Выказывать себя другом, имея враждебные намерения (что практикуется во всех позднейших формах власти), – это ранний и важный род превращения… При этом внутреннее хорошо спрятано за внешним. Дружественно-безвредное – снаружи, враждебно-смертельное – внутри. Смертельное обнаруживает себя лишь в своем заключительном акте.
Эта двоякость и есть крайняя форма того, что обычно именуют притворством. Само слово в его буквальном смысле не могло бы быть нагляднее, чем оно есть. Однако оно применялось к столь многим более слабым процессам, что утратило добрую часть своей выразительности. Я хочу восстановить его строгий смысл, называя притворством дружественный образ, в котором скрывается враждебный. […]
Притворство – это ограниченный род превращения, – единственный, что доступен властителям вплоть до нынешнего дня. Дальше властитель не может превращаться. Он остается самим собой, пока осознает свои враждебные намерения. Предел его превращений – это внутреннее ядро, его подлинный облик. Он может счесть полезным иногда спрятать ужас, им внушаемый. Для этого он пользуется разными масками. Но они надеваются на время и никогда не изменяют его внутреннего облика, представляющего его природу.
Фигура и маска
Конечный продукт превращения – фигура. Дальнейшее превращение не допускается. Фигура ограничена и ясна во всех своих чертах. Она не природна, а является созданием человека. Это спасение из бесконечного потока превращений. Не следует путать ее с тем, что современная наука обозначает как вид или род.

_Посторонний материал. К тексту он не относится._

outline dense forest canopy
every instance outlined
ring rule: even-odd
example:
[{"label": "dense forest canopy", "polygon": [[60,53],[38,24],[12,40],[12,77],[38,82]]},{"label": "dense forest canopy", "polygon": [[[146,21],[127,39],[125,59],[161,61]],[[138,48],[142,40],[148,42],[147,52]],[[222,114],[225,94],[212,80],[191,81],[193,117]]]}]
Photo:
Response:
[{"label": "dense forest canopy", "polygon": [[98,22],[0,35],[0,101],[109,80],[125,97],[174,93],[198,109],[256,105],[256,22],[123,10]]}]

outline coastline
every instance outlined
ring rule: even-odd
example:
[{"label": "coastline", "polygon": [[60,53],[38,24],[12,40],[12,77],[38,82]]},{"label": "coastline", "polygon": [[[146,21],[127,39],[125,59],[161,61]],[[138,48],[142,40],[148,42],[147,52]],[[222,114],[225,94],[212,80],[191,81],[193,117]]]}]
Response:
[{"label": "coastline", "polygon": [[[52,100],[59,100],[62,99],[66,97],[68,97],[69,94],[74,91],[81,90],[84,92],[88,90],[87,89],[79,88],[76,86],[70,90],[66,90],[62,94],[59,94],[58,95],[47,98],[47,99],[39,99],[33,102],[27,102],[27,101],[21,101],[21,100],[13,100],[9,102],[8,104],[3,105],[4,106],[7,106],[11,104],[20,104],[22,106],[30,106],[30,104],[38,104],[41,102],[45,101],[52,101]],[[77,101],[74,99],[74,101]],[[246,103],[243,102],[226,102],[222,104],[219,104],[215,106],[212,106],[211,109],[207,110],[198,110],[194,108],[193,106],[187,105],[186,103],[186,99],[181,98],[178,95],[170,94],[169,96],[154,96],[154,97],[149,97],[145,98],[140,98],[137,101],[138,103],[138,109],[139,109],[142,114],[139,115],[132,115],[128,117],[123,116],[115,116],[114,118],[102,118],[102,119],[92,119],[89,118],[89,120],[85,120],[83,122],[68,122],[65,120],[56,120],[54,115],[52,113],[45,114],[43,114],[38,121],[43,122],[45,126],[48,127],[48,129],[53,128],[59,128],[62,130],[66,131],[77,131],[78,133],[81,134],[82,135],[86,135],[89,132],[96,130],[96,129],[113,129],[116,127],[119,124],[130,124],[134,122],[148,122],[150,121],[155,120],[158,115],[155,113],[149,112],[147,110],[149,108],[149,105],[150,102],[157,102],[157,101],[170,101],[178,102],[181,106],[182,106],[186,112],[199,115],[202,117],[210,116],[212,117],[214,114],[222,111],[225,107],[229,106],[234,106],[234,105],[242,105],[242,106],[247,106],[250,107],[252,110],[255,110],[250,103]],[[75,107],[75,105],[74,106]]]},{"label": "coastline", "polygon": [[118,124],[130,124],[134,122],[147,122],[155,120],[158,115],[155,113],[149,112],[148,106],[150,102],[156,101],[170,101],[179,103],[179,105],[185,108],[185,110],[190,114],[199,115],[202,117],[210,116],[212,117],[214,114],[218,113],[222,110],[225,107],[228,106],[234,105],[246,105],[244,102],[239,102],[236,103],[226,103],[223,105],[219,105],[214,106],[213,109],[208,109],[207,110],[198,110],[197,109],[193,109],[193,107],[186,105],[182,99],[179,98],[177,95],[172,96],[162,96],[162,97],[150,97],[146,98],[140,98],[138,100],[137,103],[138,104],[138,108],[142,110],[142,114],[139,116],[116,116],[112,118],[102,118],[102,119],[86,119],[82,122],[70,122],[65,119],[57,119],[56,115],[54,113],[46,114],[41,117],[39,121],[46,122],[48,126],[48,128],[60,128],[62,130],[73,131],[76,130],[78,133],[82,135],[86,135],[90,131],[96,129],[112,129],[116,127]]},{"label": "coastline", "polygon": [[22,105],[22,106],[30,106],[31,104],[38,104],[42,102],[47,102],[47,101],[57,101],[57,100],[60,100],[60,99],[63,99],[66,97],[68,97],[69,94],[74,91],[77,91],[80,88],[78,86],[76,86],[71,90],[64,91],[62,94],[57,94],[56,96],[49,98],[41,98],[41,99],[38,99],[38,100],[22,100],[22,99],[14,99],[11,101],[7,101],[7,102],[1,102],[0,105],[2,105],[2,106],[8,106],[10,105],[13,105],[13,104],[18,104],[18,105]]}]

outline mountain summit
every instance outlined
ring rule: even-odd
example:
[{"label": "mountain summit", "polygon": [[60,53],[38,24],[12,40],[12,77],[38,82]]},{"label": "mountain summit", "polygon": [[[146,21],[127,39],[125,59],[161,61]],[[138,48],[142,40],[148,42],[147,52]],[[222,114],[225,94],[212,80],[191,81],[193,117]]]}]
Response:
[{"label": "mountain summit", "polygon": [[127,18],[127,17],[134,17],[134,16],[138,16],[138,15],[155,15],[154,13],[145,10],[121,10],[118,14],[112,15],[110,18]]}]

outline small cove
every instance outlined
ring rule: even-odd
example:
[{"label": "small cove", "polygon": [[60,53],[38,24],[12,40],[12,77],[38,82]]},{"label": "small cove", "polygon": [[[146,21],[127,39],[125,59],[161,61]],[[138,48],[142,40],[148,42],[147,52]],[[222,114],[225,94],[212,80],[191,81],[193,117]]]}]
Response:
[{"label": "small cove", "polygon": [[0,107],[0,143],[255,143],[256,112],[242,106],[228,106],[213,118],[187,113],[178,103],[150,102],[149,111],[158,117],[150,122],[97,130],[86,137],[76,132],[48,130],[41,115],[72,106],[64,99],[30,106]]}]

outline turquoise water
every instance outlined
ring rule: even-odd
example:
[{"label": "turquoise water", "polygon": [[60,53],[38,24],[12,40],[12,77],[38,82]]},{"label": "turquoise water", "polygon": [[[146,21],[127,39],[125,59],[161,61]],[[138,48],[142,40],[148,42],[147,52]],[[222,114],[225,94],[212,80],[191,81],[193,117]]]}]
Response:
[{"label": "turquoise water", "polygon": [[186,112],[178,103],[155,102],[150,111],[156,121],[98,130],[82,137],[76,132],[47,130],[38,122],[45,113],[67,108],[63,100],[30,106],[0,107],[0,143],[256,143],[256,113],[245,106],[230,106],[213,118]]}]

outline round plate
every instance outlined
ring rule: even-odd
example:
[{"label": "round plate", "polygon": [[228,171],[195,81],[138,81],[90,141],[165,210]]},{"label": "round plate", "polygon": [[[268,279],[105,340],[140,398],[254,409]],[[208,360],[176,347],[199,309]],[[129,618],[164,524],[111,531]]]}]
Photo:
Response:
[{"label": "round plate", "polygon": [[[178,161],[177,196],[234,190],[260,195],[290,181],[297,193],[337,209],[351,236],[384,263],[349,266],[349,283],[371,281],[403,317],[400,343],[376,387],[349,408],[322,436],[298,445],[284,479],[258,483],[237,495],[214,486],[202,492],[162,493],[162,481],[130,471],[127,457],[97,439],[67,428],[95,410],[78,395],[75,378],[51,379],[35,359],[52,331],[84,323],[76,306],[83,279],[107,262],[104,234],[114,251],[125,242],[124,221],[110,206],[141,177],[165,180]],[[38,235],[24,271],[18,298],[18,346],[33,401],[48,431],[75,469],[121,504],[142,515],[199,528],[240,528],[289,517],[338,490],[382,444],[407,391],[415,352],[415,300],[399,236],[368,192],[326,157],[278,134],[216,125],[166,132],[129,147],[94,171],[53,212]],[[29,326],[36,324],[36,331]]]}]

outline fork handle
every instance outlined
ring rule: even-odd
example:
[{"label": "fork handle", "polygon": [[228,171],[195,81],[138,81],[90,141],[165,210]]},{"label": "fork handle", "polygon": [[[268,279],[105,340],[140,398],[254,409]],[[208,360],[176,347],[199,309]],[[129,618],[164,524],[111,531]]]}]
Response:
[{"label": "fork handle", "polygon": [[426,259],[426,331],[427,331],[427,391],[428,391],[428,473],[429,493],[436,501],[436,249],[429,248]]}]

Ближе всего можно постичь ее сущность, размышляя о фигурах богов древних религий. Стоит рассмотреть с этой точки зрения некоторых египетских богов. Богиня Шехмет – женщина с головой львицы, Анубис – мужчина с головой шакала. Тот – мужчина с головой ибиса. У богини Хатор – голова коровы, у Гора – голова сокола. Эти фигуры в их определенной неизменной – двойственной человеческо-животной – форме тысячелетиями властвовали в религиозных представлениях египтян. В этой форме они повсюду запечатлевались, к ним – именно в этой форме – возносились молитвы. Удивительно их постоянство. Однако уже задолго до того, как возникли устойчивые системы божеств подобного рода, двойные человеческо-животные создания были обычны у бесчисленных народов Земли, никак не связанных между собой.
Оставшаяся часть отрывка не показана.